The oldest surviving building in Beijing

 

To our knowledge, the Pagoda of the Tianning temple is the oldest building in Beijing. The 58 meter high buddhist shrine was a towering presence in the old capital and its hundreds of small roof bells could be heard across large areas of the city. This venerable old construction stands outside the boundary once marked by the city wall of Beijing, the site of today’s second ring road.

The pagoda at the Tianning temple is the oldest building of Beijing known to us, but since 1976 it has been belittled by 180 meters high chimney

The reason for this is because the Tianning pagoda is, strictly speaking, older than the city of Beijing itself. When the pagoda was built more than 900 years ago the city we know was Beijing was called Nanjing, as it was the Southern capital of the Liao dynasty. At this point, the temple stood right in the middle of the city center. Later, when the city of Beijing was moved North East by the Mongolian khan Kubilai Khan, the beautiful building found itself outside the new city wall.

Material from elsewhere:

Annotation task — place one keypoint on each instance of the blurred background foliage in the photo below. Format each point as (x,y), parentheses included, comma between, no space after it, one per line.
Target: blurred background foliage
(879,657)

The beautiful carvings on the Tianning pagoda are almost 1000 years old

At 58 meters tall the pagoda was higher than any building within the city proper throughout the Yuan, Ming and Qing dynasties (if you don’t count the coal hill). However for the last forty plus years the pagoda has been dwarfed by a 180 meter tall chimney. It beggars believe that anyone could think of placing a gigantic smokestack only a little more than a hundred meters away from the grand old nestor among Beijing architecture, and it also bears witness to a time where the idea of cultural preservation was very different from what it is today - some would say when it did not exist at all.

 
 

However in 2016 an interesting debate regarding the chimney unfolded. After the electricity works moved further out of the city the chimney was no longer in use, and a decision had to be made - should the chimney be torn down or left as it was? Many historians favored demolishing to restore a balanced view of the pagoda, but some argued a demolition of the chimney might destabilize the foundation of the pagoda. Yet another line of argument was that the chimney had become history itself and should therefore be preserved. The discussion was interesting to observe and showed how conscious Beijing has become of its own history and ways to preserve it.

 

The chimney has become the landmark of an art district and is not likely to be torn down

 

In the end It seems that the final argument won, as the west district has converted the old electricity works in to an art district using the chimney as a landmark. So, for the foreseeable future at least, the odd couple of the chimney and the pagoda will still be greeting the passers by as they journey along the second ring road.